Type - this field is pre-defined and cannot be changed
Host - the full URL of your Burpsuite Enterprise platform (e.g. https://mybse.mycompany.com)
Secret Key - taken/copied from relevant API-enable user account within your Burpsuite Enterprise platform
Select Create Scanner once all information has been populated.
For valid configurations the platform will display a green banner and return to the previous Burpsuite Enterprise Scanners window.
Should the platform return a red banner during the configuration checks, this indicates an error with communicating/validating the API configuration. Please check your Host definition and API credentials are correct and then select Create Scanner again.
Qualys VM
The platform will communicate with the Qualys API to retrieve scan results from your Qualys instance/platform.
When integrating the platform with the Qualys API, you must first configure appropriate API credentials and API permissions within your Qualys platform. Whilst the Qualys API configuration is beyond the scope of this article, further information on the Qualys API can be found here
All fields below are mandatory:
Name - a meaningful name/ID of your Qualys instance within your platform tenant.
Type - this field is pre-defined and cannot be changed
Username - the username of the API-enabled user from your Qualys instance
Password - the password of the API-enabled user from your Qualys instance
Region - the region in which you Qualys instance is hosted.
Select Create Scanner once all information has been populated.
For valid configurations the platform will display a green banner and return to the previous Qualys Scanner window.
Should the platform return a red banner during the configuration checks, this indicates an error with communicating/validating the API configuration. Please check your username, password and region details are correct and then select Create Scanner again.
Rapid7 InsightVM Security Console
When integrating the platform with an Internet-facing instance of Rapid7’s InsightVM Security Console the following information must be supplied to the platform to enable scan results to be retrieved from the InsightVM Security Console. The platform will communicate with the InsightVM Security Console API to retrieve scan results.

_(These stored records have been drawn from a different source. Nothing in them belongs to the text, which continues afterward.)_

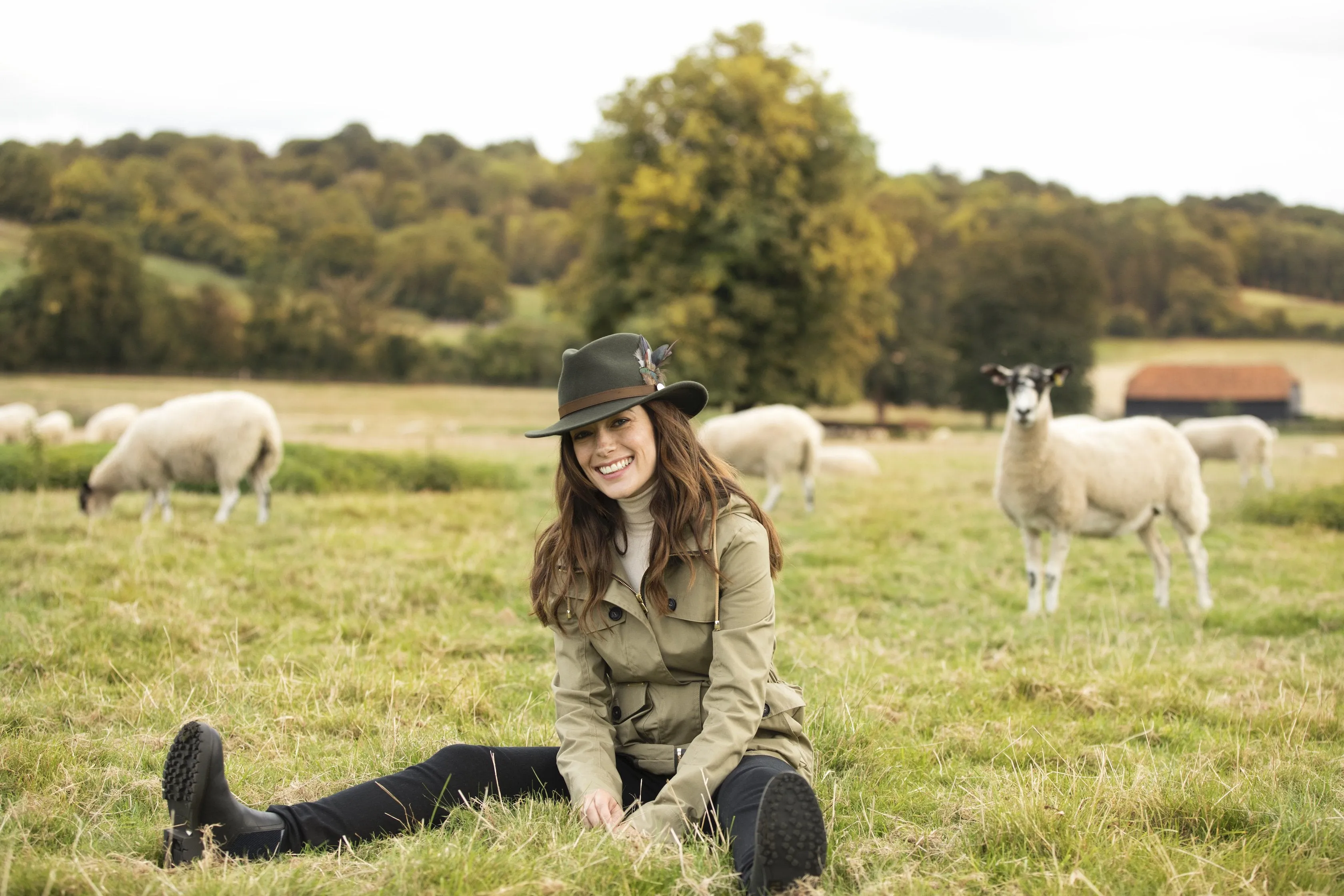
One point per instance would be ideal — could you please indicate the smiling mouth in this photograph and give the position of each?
(616, 467)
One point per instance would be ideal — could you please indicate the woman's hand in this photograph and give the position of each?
(602, 809)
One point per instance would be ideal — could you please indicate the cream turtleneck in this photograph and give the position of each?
(639, 535)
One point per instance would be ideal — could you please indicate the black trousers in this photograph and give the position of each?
(425, 793)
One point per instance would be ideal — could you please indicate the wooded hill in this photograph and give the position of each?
(748, 198)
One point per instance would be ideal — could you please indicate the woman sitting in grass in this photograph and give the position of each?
(656, 580)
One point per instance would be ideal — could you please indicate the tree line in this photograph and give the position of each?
(732, 199)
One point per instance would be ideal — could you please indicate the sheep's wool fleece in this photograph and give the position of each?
(639, 535)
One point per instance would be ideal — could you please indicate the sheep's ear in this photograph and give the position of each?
(998, 374)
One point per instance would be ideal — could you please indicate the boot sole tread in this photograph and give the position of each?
(791, 832)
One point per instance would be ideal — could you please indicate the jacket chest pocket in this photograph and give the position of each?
(784, 710)
(658, 714)
(630, 703)
(686, 633)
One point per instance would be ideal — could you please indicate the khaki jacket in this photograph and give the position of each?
(668, 691)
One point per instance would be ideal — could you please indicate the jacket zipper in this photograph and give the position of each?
(639, 596)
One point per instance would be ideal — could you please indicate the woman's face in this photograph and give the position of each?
(619, 453)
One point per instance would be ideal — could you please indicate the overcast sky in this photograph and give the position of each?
(1156, 97)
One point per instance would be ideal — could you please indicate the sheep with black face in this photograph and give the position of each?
(1093, 479)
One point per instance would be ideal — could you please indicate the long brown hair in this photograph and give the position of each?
(690, 487)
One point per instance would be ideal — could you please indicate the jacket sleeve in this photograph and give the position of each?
(742, 652)
(582, 692)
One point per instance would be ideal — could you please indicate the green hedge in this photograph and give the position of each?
(311, 469)
(1318, 507)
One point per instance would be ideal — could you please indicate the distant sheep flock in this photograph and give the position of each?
(1069, 476)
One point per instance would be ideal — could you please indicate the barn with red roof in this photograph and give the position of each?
(1269, 391)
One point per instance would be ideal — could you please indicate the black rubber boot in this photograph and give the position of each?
(791, 836)
(198, 797)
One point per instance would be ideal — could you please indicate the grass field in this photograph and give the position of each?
(964, 749)
(1299, 310)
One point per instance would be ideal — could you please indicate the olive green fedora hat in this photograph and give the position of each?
(615, 374)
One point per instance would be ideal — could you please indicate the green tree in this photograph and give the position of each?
(81, 304)
(339, 250)
(1033, 297)
(25, 182)
(444, 269)
(730, 206)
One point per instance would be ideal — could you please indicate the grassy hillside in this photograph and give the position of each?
(182, 277)
(1299, 310)
(14, 242)
(963, 749)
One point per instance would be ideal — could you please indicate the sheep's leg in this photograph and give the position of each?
(229, 496)
(262, 488)
(1031, 544)
(772, 498)
(1199, 561)
(1056, 567)
(1162, 563)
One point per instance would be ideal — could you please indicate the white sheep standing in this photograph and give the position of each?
(53, 428)
(769, 441)
(217, 437)
(111, 422)
(15, 420)
(848, 460)
(1101, 480)
(1246, 440)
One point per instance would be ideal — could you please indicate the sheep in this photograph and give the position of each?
(53, 429)
(111, 422)
(1100, 480)
(769, 441)
(217, 437)
(15, 420)
(1246, 440)
(848, 460)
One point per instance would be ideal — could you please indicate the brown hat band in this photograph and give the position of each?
(609, 396)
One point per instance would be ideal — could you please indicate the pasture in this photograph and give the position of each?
(964, 749)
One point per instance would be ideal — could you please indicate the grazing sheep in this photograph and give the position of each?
(848, 460)
(15, 420)
(217, 437)
(111, 422)
(769, 441)
(53, 429)
(1098, 480)
(1246, 440)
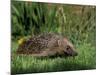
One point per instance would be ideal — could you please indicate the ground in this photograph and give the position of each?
(85, 60)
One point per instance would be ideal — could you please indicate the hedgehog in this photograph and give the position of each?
(48, 44)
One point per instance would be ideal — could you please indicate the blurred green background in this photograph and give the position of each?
(76, 22)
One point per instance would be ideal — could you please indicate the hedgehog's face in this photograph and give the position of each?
(68, 48)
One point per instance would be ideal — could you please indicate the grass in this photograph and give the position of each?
(85, 60)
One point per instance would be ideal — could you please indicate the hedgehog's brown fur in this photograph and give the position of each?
(48, 44)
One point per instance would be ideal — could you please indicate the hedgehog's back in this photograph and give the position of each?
(38, 43)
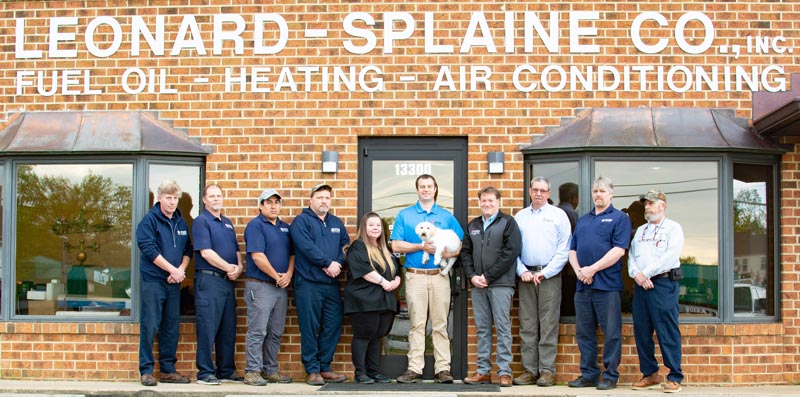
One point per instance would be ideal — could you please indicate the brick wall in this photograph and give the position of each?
(274, 140)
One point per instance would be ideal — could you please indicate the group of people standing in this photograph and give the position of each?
(534, 245)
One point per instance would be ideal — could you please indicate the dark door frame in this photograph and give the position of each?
(426, 148)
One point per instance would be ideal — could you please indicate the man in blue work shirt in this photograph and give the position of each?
(427, 291)
(217, 265)
(318, 237)
(545, 233)
(163, 238)
(270, 266)
(600, 240)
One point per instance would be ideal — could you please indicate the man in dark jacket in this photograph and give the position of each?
(163, 238)
(318, 239)
(489, 253)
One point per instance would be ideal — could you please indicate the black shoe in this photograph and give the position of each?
(581, 382)
(363, 379)
(381, 379)
(607, 384)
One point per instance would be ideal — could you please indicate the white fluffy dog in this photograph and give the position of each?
(442, 239)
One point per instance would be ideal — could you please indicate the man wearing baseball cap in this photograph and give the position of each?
(270, 265)
(319, 237)
(654, 263)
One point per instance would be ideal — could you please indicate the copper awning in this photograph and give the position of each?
(95, 132)
(653, 129)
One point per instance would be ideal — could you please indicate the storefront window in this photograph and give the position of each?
(73, 239)
(754, 276)
(188, 178)
(692, 194)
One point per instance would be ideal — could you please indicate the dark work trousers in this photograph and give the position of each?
(161, 315)
(319, 316)
(216, 325)
(369, 328)
(594, 307)
(656, 310)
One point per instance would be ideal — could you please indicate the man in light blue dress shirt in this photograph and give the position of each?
(545, 248)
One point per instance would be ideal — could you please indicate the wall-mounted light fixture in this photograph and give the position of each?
(330, 161)
(496, 160)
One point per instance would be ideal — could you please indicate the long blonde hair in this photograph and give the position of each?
(378, 253)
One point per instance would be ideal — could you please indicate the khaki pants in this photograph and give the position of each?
(424, 294)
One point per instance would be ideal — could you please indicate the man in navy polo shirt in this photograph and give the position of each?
(427, 291)
(270, 265)
(217, 265)
(600, 240)
(319, 237)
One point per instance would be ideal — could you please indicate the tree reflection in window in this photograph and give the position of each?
(74, 238)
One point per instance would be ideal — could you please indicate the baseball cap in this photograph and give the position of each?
(267, 194)
(653, 195)
(321, 186)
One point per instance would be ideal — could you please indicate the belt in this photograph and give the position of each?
(430, 272)
(211, 273)
(272, 283)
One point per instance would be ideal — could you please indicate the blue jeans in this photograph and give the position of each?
(161, 315)
(216, 326)
(657, 310)
(593, 307)
(319, 316)
(488, 305)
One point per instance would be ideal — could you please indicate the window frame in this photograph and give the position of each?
(140, 167)
(587, 165)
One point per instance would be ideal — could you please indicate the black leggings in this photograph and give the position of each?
(368, 330)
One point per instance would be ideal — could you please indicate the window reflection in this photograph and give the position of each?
(73, 253)
(691, 188)
(753, 284)
(188, 178)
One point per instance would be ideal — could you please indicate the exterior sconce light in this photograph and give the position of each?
(496, 160)
(330, 161)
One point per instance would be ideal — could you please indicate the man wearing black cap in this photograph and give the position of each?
(270, 265)
(318, 237)
(654, 263)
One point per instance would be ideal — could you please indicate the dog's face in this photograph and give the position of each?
(425, 230)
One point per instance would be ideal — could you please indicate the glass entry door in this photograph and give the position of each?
(388, 169)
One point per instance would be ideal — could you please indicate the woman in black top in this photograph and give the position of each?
(369, 297)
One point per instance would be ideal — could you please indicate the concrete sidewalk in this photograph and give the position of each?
(13, 388)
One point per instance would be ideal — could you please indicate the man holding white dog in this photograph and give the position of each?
(489, 254)
(427, 290)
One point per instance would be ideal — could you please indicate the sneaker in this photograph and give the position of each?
(209, 380)
(409, 377)
(648, 382)
(381, 379)
(671, 387)
(606, 384)
(149, 380)
(173, 377)
(526, 378)
(254, 378)
(234, 377)
(581, 382)
(275, 378)
(443, 377)
(546, 379)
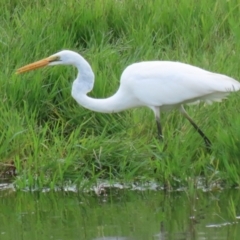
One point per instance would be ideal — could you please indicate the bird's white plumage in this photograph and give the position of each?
(168, 84)
(159, 85)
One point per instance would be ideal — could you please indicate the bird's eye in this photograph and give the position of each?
(55, 59)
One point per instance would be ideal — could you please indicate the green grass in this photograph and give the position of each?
(52, 140)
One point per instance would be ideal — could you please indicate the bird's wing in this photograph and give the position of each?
(170, 83)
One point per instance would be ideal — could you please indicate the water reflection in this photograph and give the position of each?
(119, 215)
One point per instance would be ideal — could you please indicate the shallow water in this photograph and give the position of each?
(119, 215)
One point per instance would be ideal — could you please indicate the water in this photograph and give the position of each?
(119, 215)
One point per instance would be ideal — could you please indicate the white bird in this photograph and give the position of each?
(159, 85)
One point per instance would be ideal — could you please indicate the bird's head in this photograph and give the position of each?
(64, 57)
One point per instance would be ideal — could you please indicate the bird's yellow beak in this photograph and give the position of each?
(41, 63)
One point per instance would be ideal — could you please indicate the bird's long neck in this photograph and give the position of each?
(83, 84)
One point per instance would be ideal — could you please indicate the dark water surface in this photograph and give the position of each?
(120, 215)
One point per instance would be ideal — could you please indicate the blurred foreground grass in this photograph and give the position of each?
(51, 140)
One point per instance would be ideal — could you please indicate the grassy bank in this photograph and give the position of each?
(52, 140)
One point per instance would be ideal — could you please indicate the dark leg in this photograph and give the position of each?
(159, 127)
(206, 140)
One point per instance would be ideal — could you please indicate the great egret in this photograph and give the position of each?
(159, 85)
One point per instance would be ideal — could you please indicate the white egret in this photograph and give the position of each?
(159, 85)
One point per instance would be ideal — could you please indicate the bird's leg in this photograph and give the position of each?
(159, 127)
(206, 140)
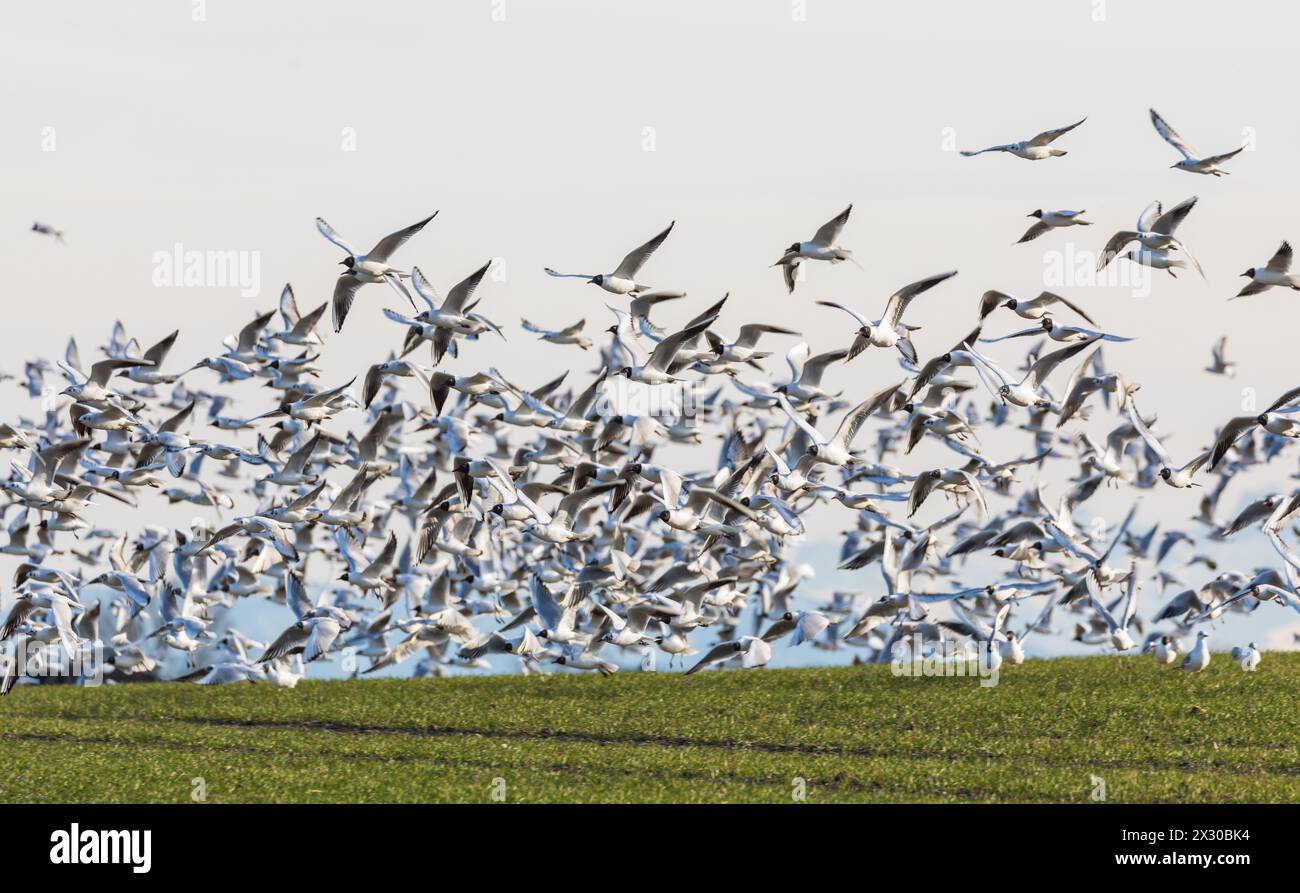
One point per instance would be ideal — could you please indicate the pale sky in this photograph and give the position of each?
(134, 128)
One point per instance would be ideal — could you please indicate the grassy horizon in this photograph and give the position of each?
(850, 733)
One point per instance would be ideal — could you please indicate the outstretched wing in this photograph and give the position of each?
(830, 232)
(1170, 135)
(1049, 135)
(633, 263)
(389, 243)
(900, 299)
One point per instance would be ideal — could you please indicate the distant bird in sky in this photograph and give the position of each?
(1035, 148)
(46, 229)
(368, 268)
(622, 281)
(1277, 272)
(824, 245)
(1190, 163)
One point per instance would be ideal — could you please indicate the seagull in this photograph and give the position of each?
(1117, 627)
(566, 336)
(1273, 420)
(371, 267)
(1277, 272)
(889, 329)
(1155, 232)
(837, 450)
(1247, 658)
(822, 246)
(1175, 476)
(1035, 308)
(622, 281)
(1049, 220)
(1032, 150)
(1199, 658)
(1190, 163)
(46, 229)
(1027, 390)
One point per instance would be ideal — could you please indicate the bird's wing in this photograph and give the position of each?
(667, 349)
(1234, 429)
(900, 299)
(464, 290)
(830, 232)
(389, 243)
(633, 263)
(991, 148)
(1049, 135)
(1169, 221)
(1034, 232)
(1252, 289)
(1170, 135)
(852, 421)
(1278, 263)
(856, 316)
(1052, 298)
(1148, 438)
(345, 293)
(329, 233)
(1044, 365)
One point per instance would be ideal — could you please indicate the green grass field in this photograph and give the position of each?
(852, 733)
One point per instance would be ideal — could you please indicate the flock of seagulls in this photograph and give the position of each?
(434, 517)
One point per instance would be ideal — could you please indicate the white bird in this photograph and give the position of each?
(1247, 658)
(1190, 163)
(1277, 272)
(824, 245)
(623, 280)
(368, 268)
(1199, 658)
(889, 330)
(1035, 148)
(1155, 232)
(1049, 220)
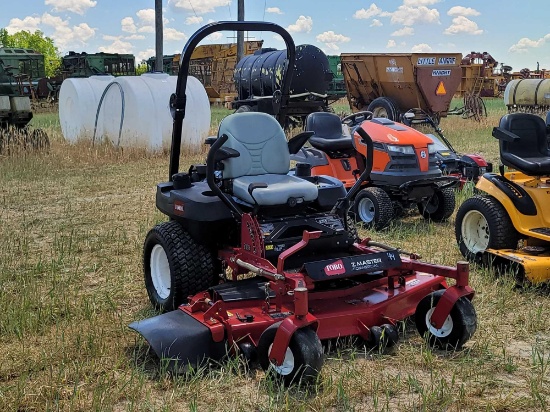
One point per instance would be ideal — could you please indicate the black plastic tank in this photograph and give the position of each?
(260, 74)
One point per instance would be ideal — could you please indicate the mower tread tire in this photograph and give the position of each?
(463, 322)
(383, 207)
(444, 207)
(384, 107)
(306, 349)
(502, 234)
(191, 265)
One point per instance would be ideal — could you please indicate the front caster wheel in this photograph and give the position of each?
(459, 326)
(303, 357)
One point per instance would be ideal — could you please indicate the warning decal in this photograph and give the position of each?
(440, 90)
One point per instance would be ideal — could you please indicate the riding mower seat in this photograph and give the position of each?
(328, 135)
(523, 143)
(260, 172)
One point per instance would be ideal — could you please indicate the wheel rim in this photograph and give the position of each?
(288, 362)
(380, 112)
(444, 331)
(366, 210)
(160, 271)
(475, 231)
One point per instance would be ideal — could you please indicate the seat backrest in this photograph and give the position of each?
(532, 132)
(325, 125)
(261, 142)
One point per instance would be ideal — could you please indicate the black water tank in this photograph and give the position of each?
(259, 74)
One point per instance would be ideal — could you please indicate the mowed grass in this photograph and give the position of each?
(72, 224)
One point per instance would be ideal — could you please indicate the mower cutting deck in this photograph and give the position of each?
(259, 262)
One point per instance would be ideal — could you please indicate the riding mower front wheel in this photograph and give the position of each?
(175, 266)
(439, 207)
(303, 358)
(373, 207)
(459, 326)
(483, 223)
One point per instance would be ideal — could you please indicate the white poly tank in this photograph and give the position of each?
(78, 100)
(527, 92)
(142, 103)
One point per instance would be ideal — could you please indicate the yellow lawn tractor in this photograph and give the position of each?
(508, 226)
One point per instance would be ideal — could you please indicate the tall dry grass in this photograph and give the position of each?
(72, 223)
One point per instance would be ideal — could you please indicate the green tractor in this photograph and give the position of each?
(15, 114)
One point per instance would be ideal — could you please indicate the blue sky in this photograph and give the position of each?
(515, 35)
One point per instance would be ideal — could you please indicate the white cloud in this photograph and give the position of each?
(462, 24)
(198, 7)
(146, 16)
(118, 46)
(303, 25)
(405, 31)
(373, 10)
(128, 25)
(421, 48)
(462, 11)
(525, 43)
(332, 39)
(172, 34)
(409, 15)
(145, 54)
(193, 20)
(29, 23)
(75, 6)
(135, 37)
(274, 10)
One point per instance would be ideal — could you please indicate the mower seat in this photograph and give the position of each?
(328, 135)
(263, 160)
(523, 143)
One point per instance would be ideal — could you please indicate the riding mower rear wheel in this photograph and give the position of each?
(175, 266)
(373, 207)
(483, 223)
(440, 206)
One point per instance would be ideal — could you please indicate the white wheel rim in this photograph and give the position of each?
(288, 363)
(366, 210)
(160, 271)
(444, 331)
(475, 231)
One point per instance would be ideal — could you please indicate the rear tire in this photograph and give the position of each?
(303, 358)
(373, 207)
(384, 107)
(440, 206)
(483, 223)
(459, 326)
(175, 266)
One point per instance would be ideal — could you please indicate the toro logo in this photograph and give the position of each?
(335, 268)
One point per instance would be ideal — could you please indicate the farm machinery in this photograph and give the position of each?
(508, 225)
(15, 114)
(259, 262)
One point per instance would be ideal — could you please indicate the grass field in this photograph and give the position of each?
(72, 224)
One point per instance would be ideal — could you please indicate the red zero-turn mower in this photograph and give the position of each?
(258, 262)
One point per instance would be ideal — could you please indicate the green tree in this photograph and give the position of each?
(38, 42)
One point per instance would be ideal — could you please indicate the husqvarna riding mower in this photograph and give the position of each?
(468, 167)
(259, 262)
(509, 225)
(405, 172)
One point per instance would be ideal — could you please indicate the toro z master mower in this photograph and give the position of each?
(259, 262)
(508, 226)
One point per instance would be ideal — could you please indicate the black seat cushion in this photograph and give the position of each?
(328, 132)
(529, 152)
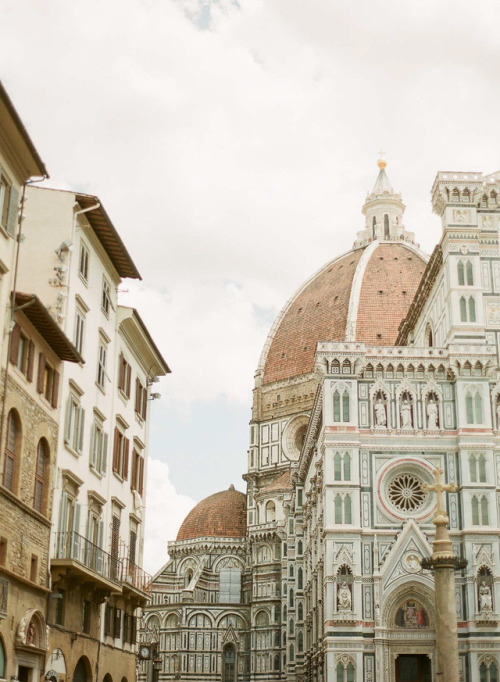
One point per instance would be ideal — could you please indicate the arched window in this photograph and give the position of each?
(336, 406)
(463, 309)
(482, 468)
(338, 509)
(229, 663)
(337, 467)
(478, 404)
(347, 509)
(347, 467)
(472, 309)
(270, 512)
(41, 476)
(470, 273)
(300, 642)
(11, 462)
(3, 660)
(488, 673)
(345, 673)
(345, 407)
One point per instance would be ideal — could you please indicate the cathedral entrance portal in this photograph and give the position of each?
(413, 668)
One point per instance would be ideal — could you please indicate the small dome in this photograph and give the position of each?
(223, 515)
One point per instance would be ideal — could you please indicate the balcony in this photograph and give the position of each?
(136, 581)
(4, 592)
(77, 557)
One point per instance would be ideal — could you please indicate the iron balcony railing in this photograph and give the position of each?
(72, 545)
(136, 576)
(4, 593)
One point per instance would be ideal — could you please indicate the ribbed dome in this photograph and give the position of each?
(363, 295)
(222, 515)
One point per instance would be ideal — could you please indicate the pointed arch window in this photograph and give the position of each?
(470, 273)
(41, 476)
(463, 309)
(11, 461)
(472, 309)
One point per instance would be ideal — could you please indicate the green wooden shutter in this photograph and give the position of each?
(13, 211)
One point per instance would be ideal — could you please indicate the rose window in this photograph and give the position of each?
(405, 492)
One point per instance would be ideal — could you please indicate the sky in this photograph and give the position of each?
(232, 143)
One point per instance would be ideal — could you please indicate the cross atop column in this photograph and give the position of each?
(439, 488)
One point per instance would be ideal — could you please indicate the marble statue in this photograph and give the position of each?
(380, 417)
(432, 414)
(344, 599)
(485, 601)
(406, 415)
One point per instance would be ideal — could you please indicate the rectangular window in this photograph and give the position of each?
(75, 419)
(3, 551)
(99, 448)
(124, 375)
(47, 381)
(79, 330)
(83, 267)
(141, 399)
(86, 614)
(105, 297)
(101, 365)
(33, 568)
(121, 454)
(137, 479)
(59, 598)
(9, 199)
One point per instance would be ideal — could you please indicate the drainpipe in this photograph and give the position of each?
(13, 300)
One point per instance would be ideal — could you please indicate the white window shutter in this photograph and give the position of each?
(104, 453)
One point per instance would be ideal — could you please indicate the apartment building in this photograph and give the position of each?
(74, 258)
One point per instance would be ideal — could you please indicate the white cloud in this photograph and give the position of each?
(165, 512)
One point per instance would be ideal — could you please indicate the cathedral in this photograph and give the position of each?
(382, 366)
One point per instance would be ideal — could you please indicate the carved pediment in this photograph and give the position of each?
(403, 558)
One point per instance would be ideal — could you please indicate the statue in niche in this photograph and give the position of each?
(380, 416)
(405, 409)
(432, 414)
(30, 635)
(485, 600)
(344, 598)
(411, 615)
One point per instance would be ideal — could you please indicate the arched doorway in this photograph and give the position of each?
(82, 671)
(229, 663)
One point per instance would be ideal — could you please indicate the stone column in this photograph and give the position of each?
(443, 562)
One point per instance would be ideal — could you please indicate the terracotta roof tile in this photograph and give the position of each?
(221, 515)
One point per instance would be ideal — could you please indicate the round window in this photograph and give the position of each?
(405, 492)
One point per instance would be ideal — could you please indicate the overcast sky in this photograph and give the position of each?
(232, 144)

All fields below are mandatory:
Name - a meaningful name/ID of the InsightVM Security Console within your platform tenant
Type - leave this pre-defined as Rapid7
Host - this must be the full URL to the InsightVM Security Console. The full protocol and TCP port definition must also be include in the URL - e.g. <https://<scanner_ip>:3780>
Username - the username for your InsightVM Security Console account
Password - the password for your InsightVM Security Console account
Select Create Scanner once all information has been populated.
The platform will then perform a check with the defined InsightVM Security Console to establish if the supplied configuration is valid.
For valid configurations the platform will display a green banner and return to the previous Rapid 7 Scanners window.
Should the platform return a red banner during the configuration checks, this indicates an error with communicating/validating the InsightVM Security Console configuration. Please check your Host definition and username/password credentials are correct and then select Create Scanner again.
Please ensure you select Save Changes to commit the scanner configuration and making the InsightVM Security Console available within your the platform tenant for importing results.
Importing Results into the platform
When accessing either the quick importer or manual importing process, see for further details, you will now be able to select the scanners that you have setup as the importing type and select the scan you wish to import.